A key part of the answer was to support the concrete core with a series of outriggers that could reinforce the building. But further tests revealed that the energy being transferred was so substantial it could end up damaging the concrete itself.
So more than 170 buckling restrained braces were added to yield or stretch and soak up the forces. The use of braces is not new, but the New Wilshire Grand now has the highest capacity system anywhere in the world. Just fitting the top one required loading each brace with one million pounds of force. And their dramatic shape has been left exposed as part of the design.
Retrofitting
While new buildings can explore the latest earthquake-resistant technologies, old buildings need protection too, though retrofitting many of the latest solutions can be all but impossible.
One technique that does work is carbon fibre wrapping.
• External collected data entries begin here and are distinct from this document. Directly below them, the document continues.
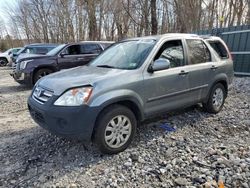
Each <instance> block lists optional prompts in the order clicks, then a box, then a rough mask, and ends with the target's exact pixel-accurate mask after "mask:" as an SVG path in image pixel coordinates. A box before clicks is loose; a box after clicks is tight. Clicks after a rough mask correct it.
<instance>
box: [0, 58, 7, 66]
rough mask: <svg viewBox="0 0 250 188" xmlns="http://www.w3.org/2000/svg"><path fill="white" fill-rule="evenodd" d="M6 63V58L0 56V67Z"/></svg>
mask: <svg viewBox="0 0 250 188" xmlns="http://www.w3.org/2000/svg"><path fill="white" fill-rule="evenodd" d="M7 64H8V61H7V59H5V58H0V67H2V66H6V65H7Z"/></svg>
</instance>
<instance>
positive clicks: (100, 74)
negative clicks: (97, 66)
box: [38, 66, 128, 95]
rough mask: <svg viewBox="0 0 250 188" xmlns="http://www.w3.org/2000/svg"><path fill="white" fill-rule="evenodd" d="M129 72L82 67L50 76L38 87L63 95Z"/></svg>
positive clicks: (126, 71) (120, 70)
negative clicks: (83, 86)
mask: <svg viewBox="0 0 250 188" xmlns="http://www.w3.org/2000/svg"><path fill="white" fill-rule="evenodd" d="M126 72H128V70H122V69H111V68H101V67H94V66H81V67H76V68H73V69H67V70H63V71H60V72H56V73H53V74H50V75H48V76H46V77H44V78H42V79H40V80H39V81H38V85H39V86H42V87H44V88H47V89H49V90H52V91H53V92H54V94H55V95H61V94H62V93H63V92H64V91H65V90H67V89H69V88H74V87H80V86H87V85H92V86H94V85H95V83H96V82H98V81H100V80H104V79H108V78H112V77H117V76H118V75H121V74H122V73H126Z"/></svg>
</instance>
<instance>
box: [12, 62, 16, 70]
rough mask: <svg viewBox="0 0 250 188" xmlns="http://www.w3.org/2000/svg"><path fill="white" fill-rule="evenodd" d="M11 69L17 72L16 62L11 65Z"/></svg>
mask: <svg viewBox="0 0 250 188" xmlns="http://www.w3.org/2000/svg"><path fill="white" fill-rule="evenodd" d="M12 69H13V70H14V71H15V70H17V63H16V62H13V63H12Z"/></svg>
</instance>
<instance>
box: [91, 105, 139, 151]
mask: <svg viewBox="0 0 250 188" xmlns="http://www.w3.org/2000/svg"><path fill="white" fill-rule="evenodd" d="M136 126H137V121H136V118H135V115H134V113H133V112H132V111H131V110H130V109H128V108H127V107H125V106H121V105H113V106H110V107H108V108H107V109H105V110H104V111H103V112H102V113H101V114H100V116H99V118H98V120H97V123H96V131H95V135H94V136H95V137H94V138H95V140H94V141H95V143H96V144H97V146H98V147H99V149H100V151H101V152H102V153H106V154H115V153H119V152H121V151H123V150H125V149H126V148H127V147H128V146H129V145H130V143H131V142H132V140H133V137H134V135H135V132H136Z"/></svg>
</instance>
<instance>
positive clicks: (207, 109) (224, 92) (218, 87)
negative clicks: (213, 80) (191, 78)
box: [203, 83, 226, 114]
mask: <svg viewBox="0 0 250 188" xmlns="http://www.w3.org/2000/svg"><path fill="white" fill-rule="evenodd" d="M225 97H226V90H225V87H224V86H223V85H222V84H221V83H218V84H216V85H214V86H213V88H212V90H211V93H210V95H209V99H208V101H207V103H203V107H204V108H205V110H206V111H208V112H209V113H215V114H216V113H218V112H219V111H221V109H222V107H223V105H224V102H225Z"/></svg>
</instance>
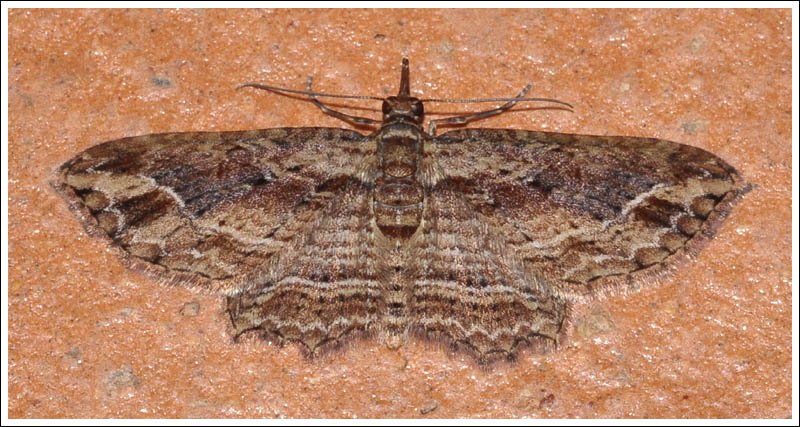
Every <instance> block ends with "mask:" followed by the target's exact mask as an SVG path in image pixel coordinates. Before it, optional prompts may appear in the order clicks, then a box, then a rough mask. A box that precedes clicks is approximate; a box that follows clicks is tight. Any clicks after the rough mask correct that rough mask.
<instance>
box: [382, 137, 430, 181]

Concrete support columns are swathed, sometimes several times, with a mix of carbon fibres and bonding polymers before epoxy is pumped into the gap between the concrete and the wrap. This greatly increases the columns’ strength.
Going one step further, Japanese architect Kengo Kuma retrofitted earthquake resistance into the three storey Komatso Seiren offices in Nomi by wrapping the entire building in the material, creating a carbon fibre curtain around it, making a statement of how earthquake resistance and aesthetics can combine.
In total, 1031 carbon fibre rods are tethered from the roof to the ground (with a further 2778 inside) to pull the building back into shape when an earthquake moves it.